Illustration of Citric-acid cycle

1937 Citric-acid cycle

The book of science

Tom Sharp

Hans Adolf Krebs metabolism Illustration of Citric-acid cycle

Citric-acid cycle

In living cells, citric acid is consumed and then regenerated in a cycle of reactions that generates energy from the food you eat in the form of adenosine triphosphate. Cellular metabolism in animals doesn’t just break down carbs, fats, and proteins, but synthesizes complex molecules. Hans Krebs discovered the citric-acid cycle using Otto Warburg’s manometer, a laboratory device that collects waste products from tissue samples.

Metabolic confusion

Warburg’s manometer measures intercellular respiratory gases of tissue samples subjected to varying conditions.
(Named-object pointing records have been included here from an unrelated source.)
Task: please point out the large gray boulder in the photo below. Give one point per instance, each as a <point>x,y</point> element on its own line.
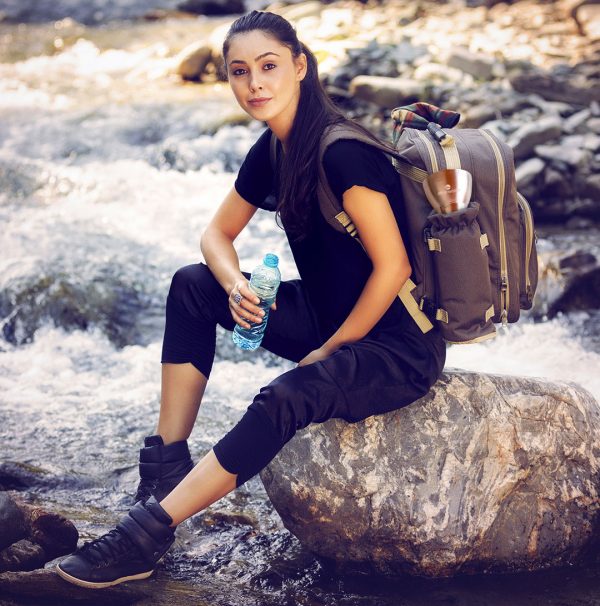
<point>485,473</point>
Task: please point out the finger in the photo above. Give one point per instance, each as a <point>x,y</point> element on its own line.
<point>248,294</point>
<point>240,320</point>
<point>247,314</point>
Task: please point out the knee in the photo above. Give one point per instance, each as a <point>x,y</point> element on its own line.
<point>189,277</point>
<point>282,403</point>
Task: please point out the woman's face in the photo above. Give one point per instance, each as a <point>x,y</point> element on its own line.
<point>264,77</point>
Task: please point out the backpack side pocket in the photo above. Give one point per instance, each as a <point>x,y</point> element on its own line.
<point>462,275</point>
<point>528,265</point>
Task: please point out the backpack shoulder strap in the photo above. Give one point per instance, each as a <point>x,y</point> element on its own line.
<point>340,220</point>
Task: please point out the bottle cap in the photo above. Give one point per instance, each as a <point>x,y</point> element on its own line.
<point>271,260</point>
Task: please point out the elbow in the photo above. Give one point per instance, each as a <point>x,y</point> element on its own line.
<point>403,273</point>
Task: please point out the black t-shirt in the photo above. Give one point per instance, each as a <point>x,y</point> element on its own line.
<point>334,268</point>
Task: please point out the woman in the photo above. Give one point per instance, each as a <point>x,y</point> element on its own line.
<point>358,351</point>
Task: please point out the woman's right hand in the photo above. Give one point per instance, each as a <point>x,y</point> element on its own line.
<point>247,310</point>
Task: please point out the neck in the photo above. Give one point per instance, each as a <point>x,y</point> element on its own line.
<point>281,125</point>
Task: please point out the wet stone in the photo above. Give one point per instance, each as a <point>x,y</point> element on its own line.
<point>502,455</point>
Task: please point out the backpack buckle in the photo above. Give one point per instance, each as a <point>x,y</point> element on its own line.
<point>428,307</point>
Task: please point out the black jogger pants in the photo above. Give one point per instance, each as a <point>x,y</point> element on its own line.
<point>392,366</point>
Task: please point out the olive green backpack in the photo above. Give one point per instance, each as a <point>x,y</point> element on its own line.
<point>472,268</point>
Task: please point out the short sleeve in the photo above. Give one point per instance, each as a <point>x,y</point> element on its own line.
<point>255,177</point>
<point>349,162</point>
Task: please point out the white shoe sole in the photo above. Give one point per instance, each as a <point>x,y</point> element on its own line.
<point>97,585</point>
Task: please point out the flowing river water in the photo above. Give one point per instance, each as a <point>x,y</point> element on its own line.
<point>110,168</point>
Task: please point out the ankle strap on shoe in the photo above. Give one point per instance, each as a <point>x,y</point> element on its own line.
<point>151,535</point>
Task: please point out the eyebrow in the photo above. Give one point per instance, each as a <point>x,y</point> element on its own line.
<point>255,58</point>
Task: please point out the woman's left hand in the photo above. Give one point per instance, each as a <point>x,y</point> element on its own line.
<point>314,356</point>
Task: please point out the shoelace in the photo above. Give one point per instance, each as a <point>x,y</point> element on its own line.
<point>108,547</point>
<point>145,488</point>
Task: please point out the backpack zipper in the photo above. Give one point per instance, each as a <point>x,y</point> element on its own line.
<point>505,289</point>
<point>528,239</point>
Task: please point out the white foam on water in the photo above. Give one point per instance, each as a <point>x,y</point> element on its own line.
<point>549,350</point>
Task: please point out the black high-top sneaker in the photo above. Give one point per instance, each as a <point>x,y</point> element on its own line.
<point>162,467</point>
<point>127,553</point>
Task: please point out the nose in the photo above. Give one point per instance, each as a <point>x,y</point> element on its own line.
<point>255,83</point>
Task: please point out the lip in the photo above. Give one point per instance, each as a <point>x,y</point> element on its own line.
<point>259,101</point>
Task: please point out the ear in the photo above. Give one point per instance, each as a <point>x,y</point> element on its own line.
<point>301,66</point>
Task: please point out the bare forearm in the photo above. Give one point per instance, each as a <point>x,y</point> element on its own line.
<point>221,257</point>
<point>379,292</point>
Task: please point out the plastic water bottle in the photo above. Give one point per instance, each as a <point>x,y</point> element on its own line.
<point>264,282</point>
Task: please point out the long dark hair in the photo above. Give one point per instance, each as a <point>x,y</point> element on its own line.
<point>298,169</point>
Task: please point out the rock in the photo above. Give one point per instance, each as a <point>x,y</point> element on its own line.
<point>23,555</point>
<point>593,124</point>
<point>557,185</point>
<point>484,473</point>
<point>556,88</point>
<point>579,119</point>
<point>478,115</point>
<point>525,139</point>
<point>439,73</point>
<point>387,92</point>
<point>193,60</point>
<point>478,65</point>
<point>588,20</point>
<point>212,7</point>
<point>579,259</point>
<point>31,536</point>
<point>582,293</point>
<point>301,10</point>
<point>572,156</point>
<point>591,187</point>
<point>527,172</point>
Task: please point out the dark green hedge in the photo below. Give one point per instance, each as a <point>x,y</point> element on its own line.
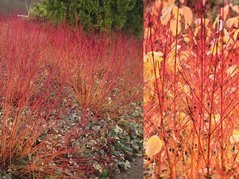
<point>102,15</point>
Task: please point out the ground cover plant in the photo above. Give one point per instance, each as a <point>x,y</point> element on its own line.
<point>191,90</point>
<point>70,102</point>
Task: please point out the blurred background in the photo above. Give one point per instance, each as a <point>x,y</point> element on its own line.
<point>8,7</point>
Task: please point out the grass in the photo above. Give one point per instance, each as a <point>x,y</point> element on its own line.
<point>191,92</point>
<point>57,87</point>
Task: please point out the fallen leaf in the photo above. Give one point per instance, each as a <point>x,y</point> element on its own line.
<point>154,146</point>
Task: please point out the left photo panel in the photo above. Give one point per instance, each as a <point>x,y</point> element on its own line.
<point>71,89</point>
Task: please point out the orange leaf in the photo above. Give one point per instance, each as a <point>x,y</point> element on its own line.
<point>154,146</point>
<point>175,27</point>
<point>188,15</point>
<point>166,13</point>
<point>235,8</point>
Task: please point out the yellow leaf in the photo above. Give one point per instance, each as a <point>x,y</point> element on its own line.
<point>235,8</point>
<point>235,137</point>
<point>225,10</point>
<point>154,146</point>
<point>216,118</point>
<point>232,70</point>
<point>235,34</point>
<point>188,15</point>
<point>175,27</point>
<point>232,22</point>
<point>166,13</point>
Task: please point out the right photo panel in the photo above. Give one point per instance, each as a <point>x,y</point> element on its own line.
<point>191,89</point>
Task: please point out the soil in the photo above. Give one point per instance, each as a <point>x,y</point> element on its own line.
<point>134,172</point>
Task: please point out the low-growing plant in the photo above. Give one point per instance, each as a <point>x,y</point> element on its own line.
<point>57,82</point>
<point>191,90</point>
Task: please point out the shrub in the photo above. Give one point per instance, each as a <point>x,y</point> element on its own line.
<point>93,14</point>
<point>191,72</point>
<point>57,87</point>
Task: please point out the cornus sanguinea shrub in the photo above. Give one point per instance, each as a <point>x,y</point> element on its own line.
<point>49,74</point>
<point>191,90</point>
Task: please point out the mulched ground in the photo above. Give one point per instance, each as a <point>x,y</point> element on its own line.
<point>134,172</point>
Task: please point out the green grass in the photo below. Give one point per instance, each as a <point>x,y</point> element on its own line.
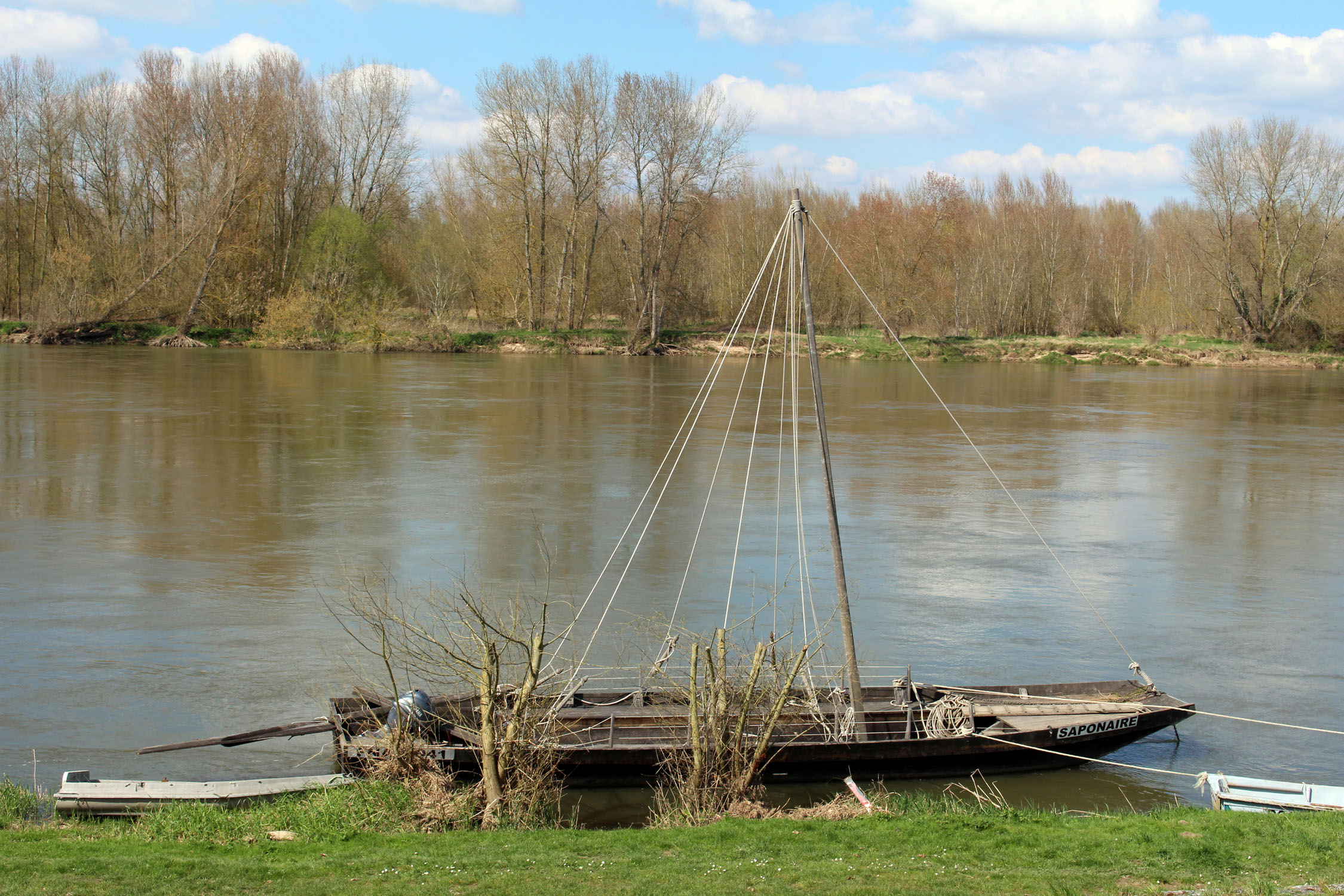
<point>358,840</point>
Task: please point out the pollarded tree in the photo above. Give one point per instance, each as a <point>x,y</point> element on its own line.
<point>1275,198</point>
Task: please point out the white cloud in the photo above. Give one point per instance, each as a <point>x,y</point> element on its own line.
<point>158,10</point>
<point>834,172</point>
<point>842,167</point>
<point>440,119</point>
<point>1090,167</point>
<point>1096,171</point>
<point>1044,20</point>
<point>738,20</point>
<point>61,35</point>
<point>488,7</point>
<point>243,51</point>
<point>803,109</point>
<point>1144,90</point>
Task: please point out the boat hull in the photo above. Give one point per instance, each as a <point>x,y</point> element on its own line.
<point>1053,727</point>
<point>84,796</point>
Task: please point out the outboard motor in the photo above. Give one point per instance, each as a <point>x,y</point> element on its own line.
<point>412,710</point>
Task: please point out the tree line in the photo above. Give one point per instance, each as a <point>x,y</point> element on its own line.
<point>273,198</point>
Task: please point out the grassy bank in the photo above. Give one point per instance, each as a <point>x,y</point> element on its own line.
<point>858,344</point>
<point>357,840</point>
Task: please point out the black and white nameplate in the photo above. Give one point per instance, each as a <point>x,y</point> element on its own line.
<point>1097,727</point>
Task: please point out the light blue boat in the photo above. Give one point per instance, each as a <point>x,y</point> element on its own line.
<point>1260,794</point>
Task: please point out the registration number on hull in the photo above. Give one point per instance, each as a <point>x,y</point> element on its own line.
<point>1096,727</point>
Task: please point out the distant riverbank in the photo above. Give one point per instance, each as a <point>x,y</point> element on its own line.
<point>857,344</point>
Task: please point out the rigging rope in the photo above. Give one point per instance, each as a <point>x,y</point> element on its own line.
<point>728,433</point>
<point>972,444</point>
<point>756,426</point>
<point>703,398</point>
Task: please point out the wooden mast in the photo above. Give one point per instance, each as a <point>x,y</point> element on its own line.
<point>836,555</point>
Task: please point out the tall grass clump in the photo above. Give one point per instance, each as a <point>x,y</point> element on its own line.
<point>18,803</point>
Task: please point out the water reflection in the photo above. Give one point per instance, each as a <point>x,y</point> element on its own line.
<point>168,517</point>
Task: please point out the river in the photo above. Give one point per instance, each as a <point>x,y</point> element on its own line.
<point>171,521</point>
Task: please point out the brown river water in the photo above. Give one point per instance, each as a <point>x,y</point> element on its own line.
<point>171,520</point>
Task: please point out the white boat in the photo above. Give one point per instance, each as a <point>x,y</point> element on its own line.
<point>84,796</point>
<point>1259,794</point>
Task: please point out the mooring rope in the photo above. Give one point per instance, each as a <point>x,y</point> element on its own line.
<point>1070,755</point>
<point>975,448</point>
<point>1143,705</point>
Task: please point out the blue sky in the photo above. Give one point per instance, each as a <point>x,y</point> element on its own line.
<point>1106,92</point>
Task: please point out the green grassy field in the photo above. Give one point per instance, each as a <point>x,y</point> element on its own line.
<point>359,840</point>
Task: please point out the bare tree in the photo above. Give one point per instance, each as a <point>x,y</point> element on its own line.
<point>678,151</point>
<point>1275,198</point>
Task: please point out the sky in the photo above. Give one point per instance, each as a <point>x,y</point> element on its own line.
<point>1106,92</point>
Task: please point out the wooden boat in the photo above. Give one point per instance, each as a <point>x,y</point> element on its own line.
<point>1259,794</point>
<point>620,738</point>
<point>84,796</point>
<point>901,730</point>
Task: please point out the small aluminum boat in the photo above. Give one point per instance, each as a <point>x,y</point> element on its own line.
<point>1260,794</point>
<point>84,796</point>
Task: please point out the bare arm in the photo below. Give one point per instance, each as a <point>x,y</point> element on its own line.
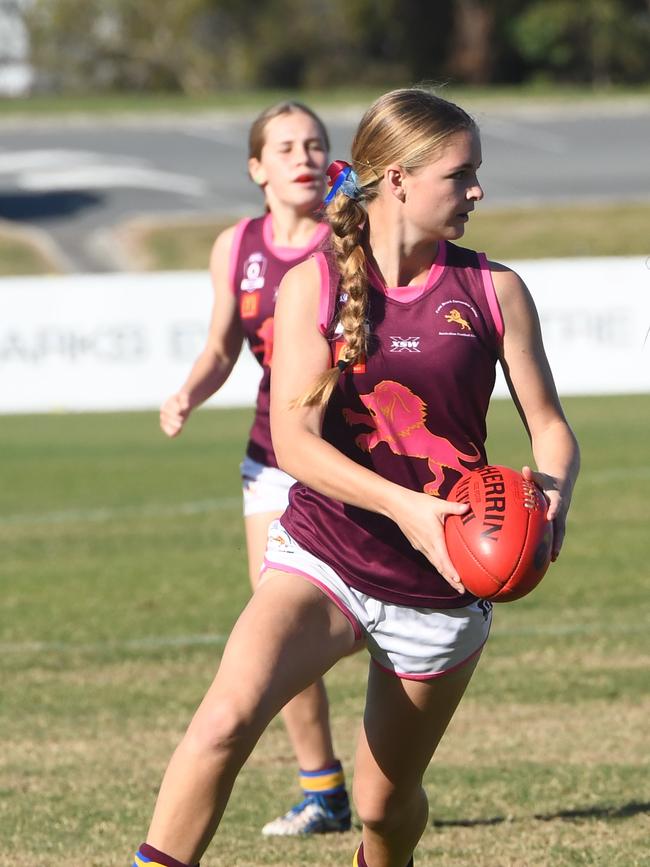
<point>530,380</point>
<point>217,359</point>
<point>300,355</point>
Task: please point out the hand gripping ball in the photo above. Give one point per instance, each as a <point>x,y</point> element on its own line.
<point>501,547</point>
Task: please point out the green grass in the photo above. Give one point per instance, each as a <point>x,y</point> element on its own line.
<point>506,233</point>
<point>124,569</point>
<point>18,256</point>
Studying cellular metabolism, Krebs was confused by conflicting results until he realized animal cells produce energy in a cycle of eight reactions starting and ending with citric acid.

He thought he was lucky

Having worked as Warburg’s assistant at the Kaiser Wilhelm Institute for Biology, Krebs was dismissed from his position as a medical assistant at the University of Freiburg because he was a Jew. He left Germany in 1933 with thirty manometers and was welcomed by Cambridge University and the University of Sheffield where he became the head of the biochemistry department and the director of the research unit for cell metabolism of the Medical Research Council.

Path of life

The citric-acid cycle is common to all organisms that live in an oxygenated environment, and is likely to have been one of the earliest metabolic pathways supporting life on earth. As natural as eating and breathing, common to yeast, aerobic bacteria, and animal cells, it is more common than yawning, scratching, or blinking, even more common than selfishness or stupidity.

Different processes break down carbohydrates, fats, and proteins into chemicals that are taken up by the citric-acid cycle in the mitrochondria of cells. Mitochondria have their own genomes, separate from the genomes of the cell nucleus, which are similar to the genomes of bacteria. This supports the hypothesis that mitochondria originated by incorporating bacterial cells.